Nervi F, Bronfman M, Allalón W, Depiereux E, Del Pozo R
J Clin Invest. 1984 Dec;74(6):2226-37. doi: 10.1172/JCI111649.
Although the significance of the enterohepatic circulation of bile salts in the solubilization and biliary excretion of cholesterol is well established, little is known about the intrahepatic determinants of biliary cholesterol output. Studies were undertaken to elucidate some of these determinants in the rat. Feeding 1% diosgenin for 1 wk increased biliary cholesterol output and saturation by 400%. Bile flow, biliary bile salt, phospholipid and protein outputs remained in the normal range. When ethynyl estradiol (EE) was injected into these animals, biliary cholesterol output decreased to almost normal levels under circumstances of minor changes in the rates of biliary bile salt and phospholipid outputs. Similarly, when chylomicron cholesterol was intravenously injected into diosgenin-fed animals, biliary cholesterol output significantly decreased as a function of the dose of chylomicron cholesterol administered. Relative rates of hepatic cholesterol synthesis and esterification were measured in isolated hepatocytes. Although hepatic cholesterogenesis increased 300% in diosgenin-fed animals, the contribution of newly synthesized cholesterol to total biliary cholesterol output was only 19 +/- 9%, compared with 12 +/- 6% in control and 15 +/- 5% in diosgenin-fed and EE-injected rats. The rate of oleate incorporation into hepatocytic cholesterol esters was 30% inhibited in diosgenin-fed rats. When EE was injected into these animals, the rate of cholesterol esterification increased to almost 300%. To investigate further the interrelationship between hepatic cholesterol esterification and biliary cholesterol output, we studied 21 diosgenin-fed rats. Six of them received in addition EE and 10 received chylomicron cholesterol. The relationships between biliary cholesterol output as a function of both microsomal acyl-CoA:cholesterol acyltransferase (ACAT) activity and hepatic cholesterol ester concentration were significantly correlated in a reciprocal manner. From these results it is concluded that the size of the biliary cholesterol precursor pool can be rapidly modified through changes in the activity of the hepatic ACAT.
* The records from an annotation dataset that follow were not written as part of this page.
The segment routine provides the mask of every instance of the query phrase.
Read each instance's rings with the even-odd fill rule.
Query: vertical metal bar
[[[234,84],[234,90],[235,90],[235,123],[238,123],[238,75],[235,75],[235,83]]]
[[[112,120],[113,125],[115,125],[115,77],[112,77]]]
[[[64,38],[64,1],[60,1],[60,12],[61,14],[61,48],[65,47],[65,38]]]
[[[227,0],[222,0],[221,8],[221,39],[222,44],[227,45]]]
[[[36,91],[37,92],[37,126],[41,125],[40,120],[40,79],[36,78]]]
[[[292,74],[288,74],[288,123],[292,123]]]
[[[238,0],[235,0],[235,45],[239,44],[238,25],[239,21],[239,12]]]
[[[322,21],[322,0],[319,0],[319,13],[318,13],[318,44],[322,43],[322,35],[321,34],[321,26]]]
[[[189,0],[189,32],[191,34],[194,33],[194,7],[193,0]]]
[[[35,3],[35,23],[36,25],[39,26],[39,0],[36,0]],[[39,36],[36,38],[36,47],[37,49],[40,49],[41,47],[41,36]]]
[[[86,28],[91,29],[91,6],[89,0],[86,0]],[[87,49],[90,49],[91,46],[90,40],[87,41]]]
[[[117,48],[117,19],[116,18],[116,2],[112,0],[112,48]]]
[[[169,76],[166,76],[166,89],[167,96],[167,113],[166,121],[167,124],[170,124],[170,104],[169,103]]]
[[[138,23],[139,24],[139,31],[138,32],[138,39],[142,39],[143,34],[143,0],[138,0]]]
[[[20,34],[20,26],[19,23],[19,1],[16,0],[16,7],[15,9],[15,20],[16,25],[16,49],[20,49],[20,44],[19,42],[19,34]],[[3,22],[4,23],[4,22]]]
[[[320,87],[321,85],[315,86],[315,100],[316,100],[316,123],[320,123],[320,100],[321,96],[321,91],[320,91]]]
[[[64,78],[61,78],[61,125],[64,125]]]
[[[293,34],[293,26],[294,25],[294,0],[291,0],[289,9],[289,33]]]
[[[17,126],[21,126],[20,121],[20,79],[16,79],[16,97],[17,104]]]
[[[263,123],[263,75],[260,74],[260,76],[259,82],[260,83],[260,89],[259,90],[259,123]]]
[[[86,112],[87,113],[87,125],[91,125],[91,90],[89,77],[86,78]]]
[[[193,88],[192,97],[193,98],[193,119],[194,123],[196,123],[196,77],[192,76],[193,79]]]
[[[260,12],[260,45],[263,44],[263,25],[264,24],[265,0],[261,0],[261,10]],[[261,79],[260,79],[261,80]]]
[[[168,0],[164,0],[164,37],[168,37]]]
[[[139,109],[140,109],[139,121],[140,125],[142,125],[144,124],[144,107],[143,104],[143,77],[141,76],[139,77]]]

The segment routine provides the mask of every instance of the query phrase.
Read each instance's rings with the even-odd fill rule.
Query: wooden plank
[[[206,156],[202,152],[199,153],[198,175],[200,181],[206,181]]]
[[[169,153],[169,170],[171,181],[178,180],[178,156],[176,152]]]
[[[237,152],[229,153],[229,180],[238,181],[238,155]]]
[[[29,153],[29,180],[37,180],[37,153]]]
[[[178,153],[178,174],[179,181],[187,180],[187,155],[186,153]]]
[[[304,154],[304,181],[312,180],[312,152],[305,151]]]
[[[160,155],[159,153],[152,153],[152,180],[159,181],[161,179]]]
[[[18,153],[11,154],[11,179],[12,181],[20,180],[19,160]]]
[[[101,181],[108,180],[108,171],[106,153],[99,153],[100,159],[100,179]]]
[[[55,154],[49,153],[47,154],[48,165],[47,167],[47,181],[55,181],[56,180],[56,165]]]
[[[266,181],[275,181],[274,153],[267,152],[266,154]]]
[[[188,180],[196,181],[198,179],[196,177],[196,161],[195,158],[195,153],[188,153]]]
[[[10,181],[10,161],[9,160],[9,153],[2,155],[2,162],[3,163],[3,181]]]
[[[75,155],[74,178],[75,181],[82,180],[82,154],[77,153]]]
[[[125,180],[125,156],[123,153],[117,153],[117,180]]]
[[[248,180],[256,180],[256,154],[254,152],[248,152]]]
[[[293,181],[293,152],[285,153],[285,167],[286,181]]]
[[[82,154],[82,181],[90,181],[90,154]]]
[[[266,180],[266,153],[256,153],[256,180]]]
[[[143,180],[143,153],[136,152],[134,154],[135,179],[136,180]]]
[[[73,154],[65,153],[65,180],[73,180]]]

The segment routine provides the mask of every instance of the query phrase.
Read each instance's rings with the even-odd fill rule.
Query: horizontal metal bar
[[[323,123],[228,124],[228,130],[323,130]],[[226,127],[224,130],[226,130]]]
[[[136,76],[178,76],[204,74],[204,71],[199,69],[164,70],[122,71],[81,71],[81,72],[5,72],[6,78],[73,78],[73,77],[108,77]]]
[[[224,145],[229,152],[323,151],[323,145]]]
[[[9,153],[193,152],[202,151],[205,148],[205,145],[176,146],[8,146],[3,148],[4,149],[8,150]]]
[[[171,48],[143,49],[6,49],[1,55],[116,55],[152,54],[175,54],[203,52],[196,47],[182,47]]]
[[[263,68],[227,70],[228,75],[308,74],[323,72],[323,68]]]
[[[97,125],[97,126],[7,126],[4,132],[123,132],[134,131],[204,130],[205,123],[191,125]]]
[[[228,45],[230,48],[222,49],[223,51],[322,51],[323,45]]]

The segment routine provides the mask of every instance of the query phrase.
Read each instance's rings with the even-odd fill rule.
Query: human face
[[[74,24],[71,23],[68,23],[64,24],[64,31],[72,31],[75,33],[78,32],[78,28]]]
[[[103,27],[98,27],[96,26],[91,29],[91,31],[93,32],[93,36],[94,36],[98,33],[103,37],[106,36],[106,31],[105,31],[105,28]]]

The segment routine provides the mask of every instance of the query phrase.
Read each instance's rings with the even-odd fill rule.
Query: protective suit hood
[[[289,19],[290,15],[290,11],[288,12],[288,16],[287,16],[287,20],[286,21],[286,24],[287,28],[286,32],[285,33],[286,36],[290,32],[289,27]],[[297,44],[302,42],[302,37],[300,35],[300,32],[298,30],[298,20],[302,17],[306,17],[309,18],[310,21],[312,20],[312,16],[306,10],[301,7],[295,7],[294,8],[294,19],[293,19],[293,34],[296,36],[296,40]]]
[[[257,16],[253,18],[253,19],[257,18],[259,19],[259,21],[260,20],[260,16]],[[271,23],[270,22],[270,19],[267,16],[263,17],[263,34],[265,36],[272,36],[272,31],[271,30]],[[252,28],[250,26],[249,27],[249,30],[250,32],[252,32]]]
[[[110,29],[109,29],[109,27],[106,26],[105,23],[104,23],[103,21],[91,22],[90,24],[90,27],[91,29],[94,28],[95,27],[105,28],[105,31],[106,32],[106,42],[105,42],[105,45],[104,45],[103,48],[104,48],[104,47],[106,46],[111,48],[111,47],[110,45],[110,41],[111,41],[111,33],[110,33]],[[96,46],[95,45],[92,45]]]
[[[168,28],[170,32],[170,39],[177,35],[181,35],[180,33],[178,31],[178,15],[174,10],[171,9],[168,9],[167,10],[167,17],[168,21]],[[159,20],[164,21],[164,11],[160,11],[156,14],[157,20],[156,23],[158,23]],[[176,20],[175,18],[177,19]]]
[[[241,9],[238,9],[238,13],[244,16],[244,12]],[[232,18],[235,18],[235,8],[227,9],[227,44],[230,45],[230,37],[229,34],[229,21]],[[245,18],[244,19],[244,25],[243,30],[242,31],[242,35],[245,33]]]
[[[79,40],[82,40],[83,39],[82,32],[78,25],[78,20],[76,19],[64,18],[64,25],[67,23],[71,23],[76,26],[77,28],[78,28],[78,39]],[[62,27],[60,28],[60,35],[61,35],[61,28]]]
尽管胆汁盐的肠肝循环在胆固醇的溶解和胆汁排泄中的重要性已得到充分证实,但关于胆汁胆固醇输出的肝内决定因素却知之甚少。本研究旨在阐明大鼠体内的一些此类决定因素。喂食1%的薯蓣皂苷元1周可使胆汁胆固醇输出量和饱和度增加400%。胆汁流量、胆汁盐、磷脂和蛋白质的胆汁输出量仍在正常范围内。当向这些动物注射乙炔雌二醇(EE)时,在胆汁盐和磷脂输出率变化较小的情况下,胆汁胆固醇输出量降至几乎正常水平。同样,当向喂食薯蓣皂苷元的动物静脉注射乳糜微粒胆固醇时,胆汁胆固醇输出量会随着所给予的乳糜微粒胆固醇剂量而显著降低。在分离的肝细胞中测量了肝脏胆固醇合成和酯化的相对速率。尽管喂食薯蓣皂苷元的动物肝脏胆固醇生成增加了300%,但新合成的胆固醇对总胆汁胆固醇输出的贡献仅为19±9%,而对照组为12±6%,喂食薯蓣皂苷元并注射EE的大鼠为15±5%。在喂食薯蓣皂苷元的大鼠中,油酸掺入肝细胞胆固醇酯的速率受到30%的抑制。当向这些动物注射EE时,胆固醇酯化速率增加到几乎300%。为了进一步研究肝脏胆固醇酯化与胆汁胆固醇输出之间的相互关系,我们研究了21只喂食薯蓣皂苷元的大鼠。其中6只还接受了EE,10只接受了乳糜微粒胆固醇。胆汁胆固醇输出量与微粒体酰基辅酶A:胆固醇酰基转移酶(ACAT)活性和肝脏胆固醇酯浓度之间的关系呈显著的反比相关性。从这些结果可以得出结论,胆汁胆固醇前体池的大小可以通过肝脏ACAT活性的变化而迅速改变。